Supplementary Material
Table S1 Specifications of fluorescence excitation source and emission filters for flow
cytometry and fluorescence microscopy analysis.
Fig. S1. Dose response curves of relative live cell numbers in Reh, U698, Granta-519 and
JVM-2 as a function of PARP inhibitor concentration after 72 h treatment with/without 10
μM ATM inhibitor. Mean value from three independent experiments ±SEM
(*p<0.05,**p<0.001).
Fig. S2. Nocodazole induced mitotic arrest during 18-24 h and 66-72 h of PARP and/or 10
μM ATM inhibition. The controls were harvested at 24 h and 72 h.
Fig. S3. Dose response curves of cell death in Reh, U698, Granta-519 and JVM-2 as a
function of PARP inhibitor concentration after 72 h treatment with/without 10 μM ATM
inhibitor. Mean value from three independent experiments ±SEM (*p<0.05,**p<0.001).
Fig. S4. Regions and strategy for gating in flow cytometry experiments. Doublets were first
excluded using the pulse width of the Hoechst 33258 fluorescence signal (not shown in
figure). The fraction of apoptotic cells was obtained from the panel A, mitotic cells from
panel B, and G1/S/G2 from panel C by simulation of the DNA content distributions after
removal of mitotic cells. The regions shown were used to assess γH2AX content in the
different phases (panel E). In some experiments (upper right quadrant) control cells barcoded
with Pacific Blue were gated and analyzed in parallel with the treated cells stained in the
same sample (pre-fixation Pacific Orange-staining substituted the TUNEL-assay in these
experiments). Reh cells treated with 3µM olaparib (PARP inhibitor) and 10 µM KU-55933
(ATM inhibitor) for 72 h is shown as an example.
Fig. S5. Dose response curves of 72 h treatment with PARP inhibitor and/or 10 μM ATM
inhibitor on induction of apoptosis. Mean value of single, TUNEL positive cells ±SEM
(*p<0.05,**p<0.001).
Fig. S6. Correlation of dead cells (as measured by cell permeability of PI) and apoptotic cells
(as measured by the TUNEL assay). Ordinary linear regressions of dead cell fraction as a
function of apoptotic cell fraction in the 24 differentially treated samples of PARP and/or
ATM inhibited Reh, U698, JVM-2 and Granta-519 (mean values from three independent
experiments). The dotted lines represent the 95% confidence interval of the regression
coefficient.
Fig. S7. Dose response curves of the effect of 72 h treatment with PARP and/or ATM
inhibition (10 μM ATMi) on accumulation of cells in G2 phase. Mean value from three
independent experiments ±SEM (*p<0.05,**p<0.001).
Fig. S8. Changes in cell cycle phase duration for Reh, U698, JVM-2 and Granta-519 after
24h PARP inhibitor and/or 10 μM ATM inhibitor treatment. The duration was calculated
based on the apparent cell cycle times obtained from the slopes in Figure 1, and the cell cycle
distributions. It was assumed that the distribution of cells in the cell cycle was exponential.
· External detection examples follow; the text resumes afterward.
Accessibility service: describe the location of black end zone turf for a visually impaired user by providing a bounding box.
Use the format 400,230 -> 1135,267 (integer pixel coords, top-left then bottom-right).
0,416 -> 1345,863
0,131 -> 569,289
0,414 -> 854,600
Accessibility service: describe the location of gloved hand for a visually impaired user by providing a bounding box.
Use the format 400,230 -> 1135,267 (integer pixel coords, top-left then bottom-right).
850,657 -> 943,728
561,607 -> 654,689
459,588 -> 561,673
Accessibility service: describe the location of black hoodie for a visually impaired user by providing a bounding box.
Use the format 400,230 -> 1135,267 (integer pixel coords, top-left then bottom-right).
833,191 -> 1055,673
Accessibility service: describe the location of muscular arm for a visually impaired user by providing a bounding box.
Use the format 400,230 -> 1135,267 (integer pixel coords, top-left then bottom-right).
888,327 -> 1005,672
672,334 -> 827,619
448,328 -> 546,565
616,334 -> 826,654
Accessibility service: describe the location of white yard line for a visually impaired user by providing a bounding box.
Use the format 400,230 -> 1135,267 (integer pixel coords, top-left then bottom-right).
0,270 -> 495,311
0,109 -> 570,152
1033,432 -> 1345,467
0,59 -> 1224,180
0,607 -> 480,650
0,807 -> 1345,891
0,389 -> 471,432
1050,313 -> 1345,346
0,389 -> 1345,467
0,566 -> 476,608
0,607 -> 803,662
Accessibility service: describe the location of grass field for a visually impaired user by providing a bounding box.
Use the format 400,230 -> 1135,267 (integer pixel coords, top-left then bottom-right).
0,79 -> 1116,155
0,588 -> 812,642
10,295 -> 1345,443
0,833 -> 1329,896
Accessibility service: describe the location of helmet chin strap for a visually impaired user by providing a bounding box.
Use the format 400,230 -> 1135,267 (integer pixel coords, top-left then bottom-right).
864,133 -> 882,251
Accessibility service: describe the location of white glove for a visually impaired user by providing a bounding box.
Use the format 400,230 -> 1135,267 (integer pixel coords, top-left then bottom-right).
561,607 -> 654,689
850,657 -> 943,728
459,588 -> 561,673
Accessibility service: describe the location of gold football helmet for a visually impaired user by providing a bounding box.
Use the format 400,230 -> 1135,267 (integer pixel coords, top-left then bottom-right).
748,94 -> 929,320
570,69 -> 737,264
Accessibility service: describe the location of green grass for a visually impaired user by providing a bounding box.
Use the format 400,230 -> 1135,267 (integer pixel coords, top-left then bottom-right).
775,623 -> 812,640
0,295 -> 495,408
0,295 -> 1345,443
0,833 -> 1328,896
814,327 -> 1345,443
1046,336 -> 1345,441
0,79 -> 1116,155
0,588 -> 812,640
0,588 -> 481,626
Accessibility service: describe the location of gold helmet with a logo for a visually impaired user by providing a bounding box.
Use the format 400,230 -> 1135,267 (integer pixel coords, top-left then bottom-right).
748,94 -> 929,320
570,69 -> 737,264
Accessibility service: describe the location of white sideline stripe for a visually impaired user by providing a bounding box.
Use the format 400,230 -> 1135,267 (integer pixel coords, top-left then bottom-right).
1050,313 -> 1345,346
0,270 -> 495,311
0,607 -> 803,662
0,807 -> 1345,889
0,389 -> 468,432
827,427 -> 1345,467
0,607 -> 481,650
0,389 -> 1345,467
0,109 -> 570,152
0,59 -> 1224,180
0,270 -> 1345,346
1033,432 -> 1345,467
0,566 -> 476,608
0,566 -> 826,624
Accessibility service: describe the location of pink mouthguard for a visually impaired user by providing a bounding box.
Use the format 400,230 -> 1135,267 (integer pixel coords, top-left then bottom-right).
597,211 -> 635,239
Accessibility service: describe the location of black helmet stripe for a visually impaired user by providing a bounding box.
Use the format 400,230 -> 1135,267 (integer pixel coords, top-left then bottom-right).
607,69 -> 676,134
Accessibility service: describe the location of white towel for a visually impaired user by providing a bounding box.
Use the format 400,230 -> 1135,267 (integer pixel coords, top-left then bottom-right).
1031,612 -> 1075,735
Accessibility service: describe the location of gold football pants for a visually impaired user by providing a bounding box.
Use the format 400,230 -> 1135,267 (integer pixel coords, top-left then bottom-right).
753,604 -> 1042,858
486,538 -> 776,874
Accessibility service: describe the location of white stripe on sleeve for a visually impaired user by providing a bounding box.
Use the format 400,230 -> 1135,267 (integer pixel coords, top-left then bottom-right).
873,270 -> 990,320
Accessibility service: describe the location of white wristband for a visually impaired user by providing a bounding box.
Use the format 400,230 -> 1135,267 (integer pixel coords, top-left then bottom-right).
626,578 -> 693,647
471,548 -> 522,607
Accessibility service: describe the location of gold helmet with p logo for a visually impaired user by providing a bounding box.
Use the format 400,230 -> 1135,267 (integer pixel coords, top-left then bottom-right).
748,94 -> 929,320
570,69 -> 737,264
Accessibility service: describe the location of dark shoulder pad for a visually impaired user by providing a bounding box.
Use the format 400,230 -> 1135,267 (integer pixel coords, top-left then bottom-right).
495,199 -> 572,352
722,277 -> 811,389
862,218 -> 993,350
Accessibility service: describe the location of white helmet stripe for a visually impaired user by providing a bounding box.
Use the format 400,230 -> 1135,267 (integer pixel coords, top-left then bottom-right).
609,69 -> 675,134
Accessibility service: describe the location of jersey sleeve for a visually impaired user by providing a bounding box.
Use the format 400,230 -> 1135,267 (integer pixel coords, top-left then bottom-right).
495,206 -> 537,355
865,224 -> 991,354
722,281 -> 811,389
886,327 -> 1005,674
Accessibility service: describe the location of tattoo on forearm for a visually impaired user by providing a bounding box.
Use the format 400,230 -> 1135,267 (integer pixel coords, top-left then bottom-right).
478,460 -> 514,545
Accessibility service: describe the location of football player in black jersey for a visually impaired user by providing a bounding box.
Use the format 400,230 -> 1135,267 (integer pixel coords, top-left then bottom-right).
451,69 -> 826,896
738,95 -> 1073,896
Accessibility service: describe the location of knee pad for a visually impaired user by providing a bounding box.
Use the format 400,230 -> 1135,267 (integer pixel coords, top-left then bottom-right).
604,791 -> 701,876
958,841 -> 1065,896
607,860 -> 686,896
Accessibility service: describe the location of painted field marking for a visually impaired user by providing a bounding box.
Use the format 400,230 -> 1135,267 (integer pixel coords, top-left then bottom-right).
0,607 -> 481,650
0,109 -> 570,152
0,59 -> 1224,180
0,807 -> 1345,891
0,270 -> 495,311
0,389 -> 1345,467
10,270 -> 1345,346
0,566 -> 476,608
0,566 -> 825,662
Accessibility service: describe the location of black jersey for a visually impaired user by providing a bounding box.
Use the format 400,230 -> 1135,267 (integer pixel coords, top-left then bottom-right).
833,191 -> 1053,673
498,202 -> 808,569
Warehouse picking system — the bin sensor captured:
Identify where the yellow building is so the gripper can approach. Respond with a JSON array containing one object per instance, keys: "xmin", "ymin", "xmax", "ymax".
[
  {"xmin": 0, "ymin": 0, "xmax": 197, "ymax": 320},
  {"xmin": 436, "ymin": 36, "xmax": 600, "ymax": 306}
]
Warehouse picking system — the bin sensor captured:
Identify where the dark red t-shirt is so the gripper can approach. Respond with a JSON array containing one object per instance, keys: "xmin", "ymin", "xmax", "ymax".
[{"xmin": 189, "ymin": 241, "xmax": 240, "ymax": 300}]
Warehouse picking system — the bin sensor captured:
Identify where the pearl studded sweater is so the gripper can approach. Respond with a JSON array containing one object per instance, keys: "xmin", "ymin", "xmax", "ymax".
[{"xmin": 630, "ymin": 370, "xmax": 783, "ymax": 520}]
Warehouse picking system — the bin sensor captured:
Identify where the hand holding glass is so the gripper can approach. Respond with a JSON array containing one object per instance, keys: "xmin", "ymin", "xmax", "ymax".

Mean cell cycle phase durations (h) are listed in the table below the column chart of each cell
line. The G2 fraction and the calculated cell cycle phase durations could have been
overestimated for the samples in which failed cytokinesis was observed at later treatment
times (marked with an asterix). Moreover, extensive cell death may lead to overestimation of
the lengths of cell cycle phases, as dead cells are not part of the growth fraction. Samples
with significant increase in apoptosis and/or necrosis at 24 h are marked with a cross.